Valuing your own story
When I talk to people about my personal history business they are always intrigued by the idea of it. They can imagine the fascinating stories I hear, and inevitably wish that a parent or a grandparent had told his or her story before it was too late. The old saying is true, we don’t know what we’ve got until it’s gone.
But when I ask them if they have told or written their own story, most people modestly say no, that they don’t really have a story to tell. Or no-one would be interested. Or their kids don’t really care. Or that the real information about the family history was lost when their great-aunt, or their father, or someone else who was the “family historian” died without writing it down.
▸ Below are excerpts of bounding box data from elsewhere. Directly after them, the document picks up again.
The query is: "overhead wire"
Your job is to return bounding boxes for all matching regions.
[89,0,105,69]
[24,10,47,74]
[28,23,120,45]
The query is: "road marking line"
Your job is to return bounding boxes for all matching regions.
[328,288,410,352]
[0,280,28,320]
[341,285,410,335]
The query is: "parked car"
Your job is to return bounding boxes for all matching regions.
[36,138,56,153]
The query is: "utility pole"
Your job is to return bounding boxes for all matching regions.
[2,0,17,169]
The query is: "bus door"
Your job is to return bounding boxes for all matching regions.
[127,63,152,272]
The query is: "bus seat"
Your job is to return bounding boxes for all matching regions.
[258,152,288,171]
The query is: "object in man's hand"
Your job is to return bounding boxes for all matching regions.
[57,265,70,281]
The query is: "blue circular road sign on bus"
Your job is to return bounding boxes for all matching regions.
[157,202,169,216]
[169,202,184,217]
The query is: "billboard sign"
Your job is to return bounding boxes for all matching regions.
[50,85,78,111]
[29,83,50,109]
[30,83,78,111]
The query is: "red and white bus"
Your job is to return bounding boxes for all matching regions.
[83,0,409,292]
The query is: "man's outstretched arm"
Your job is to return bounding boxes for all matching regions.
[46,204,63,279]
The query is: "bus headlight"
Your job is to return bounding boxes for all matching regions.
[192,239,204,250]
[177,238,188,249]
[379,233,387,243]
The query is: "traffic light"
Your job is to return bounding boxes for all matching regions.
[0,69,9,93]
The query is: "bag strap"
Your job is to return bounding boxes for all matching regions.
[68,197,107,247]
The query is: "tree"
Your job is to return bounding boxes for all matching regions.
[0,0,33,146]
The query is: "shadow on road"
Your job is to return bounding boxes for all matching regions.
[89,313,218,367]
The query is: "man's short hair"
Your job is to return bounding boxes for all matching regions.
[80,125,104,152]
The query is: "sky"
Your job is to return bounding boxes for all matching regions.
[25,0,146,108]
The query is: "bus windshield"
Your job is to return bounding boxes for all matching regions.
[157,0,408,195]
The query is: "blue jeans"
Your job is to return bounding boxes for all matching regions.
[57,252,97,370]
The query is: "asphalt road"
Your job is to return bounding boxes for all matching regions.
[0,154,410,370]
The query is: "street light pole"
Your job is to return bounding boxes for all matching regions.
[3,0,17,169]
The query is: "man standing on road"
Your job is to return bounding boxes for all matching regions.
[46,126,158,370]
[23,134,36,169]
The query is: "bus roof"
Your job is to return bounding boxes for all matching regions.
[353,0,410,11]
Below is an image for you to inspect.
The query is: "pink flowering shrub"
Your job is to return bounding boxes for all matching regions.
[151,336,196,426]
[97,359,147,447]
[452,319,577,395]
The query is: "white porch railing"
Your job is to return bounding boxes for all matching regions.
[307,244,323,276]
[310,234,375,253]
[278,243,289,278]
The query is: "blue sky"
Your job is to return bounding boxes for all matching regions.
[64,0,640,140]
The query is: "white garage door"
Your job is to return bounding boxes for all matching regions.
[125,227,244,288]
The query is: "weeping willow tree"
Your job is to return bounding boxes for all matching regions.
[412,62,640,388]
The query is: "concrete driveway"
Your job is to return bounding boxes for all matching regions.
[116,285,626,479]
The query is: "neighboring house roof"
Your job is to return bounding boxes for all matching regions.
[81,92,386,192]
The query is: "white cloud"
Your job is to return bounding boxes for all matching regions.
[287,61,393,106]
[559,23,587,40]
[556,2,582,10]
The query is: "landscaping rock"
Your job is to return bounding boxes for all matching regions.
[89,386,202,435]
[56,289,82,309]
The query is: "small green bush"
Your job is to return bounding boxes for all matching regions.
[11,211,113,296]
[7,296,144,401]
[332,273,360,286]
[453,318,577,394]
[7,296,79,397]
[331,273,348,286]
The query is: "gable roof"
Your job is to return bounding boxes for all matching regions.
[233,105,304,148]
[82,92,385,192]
One time I was speaking with a woman in her nineties. She was mentally sharp and had lived an interesting life. She regretted that she hadn’t gotten more of her family history in writing, because now, she said, “all of the old people are gone.”
This woman did not value her own knowledge, and I find that is so often true. We take for granted what we know, forgetting that to our children’s and grandchildren’s generations, or even to others of our own generation, our knowledge, experience, and memories are unique. Even if you feel that a great deal of the family history has been lost, ask yourself if your kids know as much about it as you do. Then remember that you, too, are a part of the family history, and your experiences are valuable.
Your story doesn’t have to be grand or of epic proportions; even a little slice of your life creates a legacy you can share. Think about it.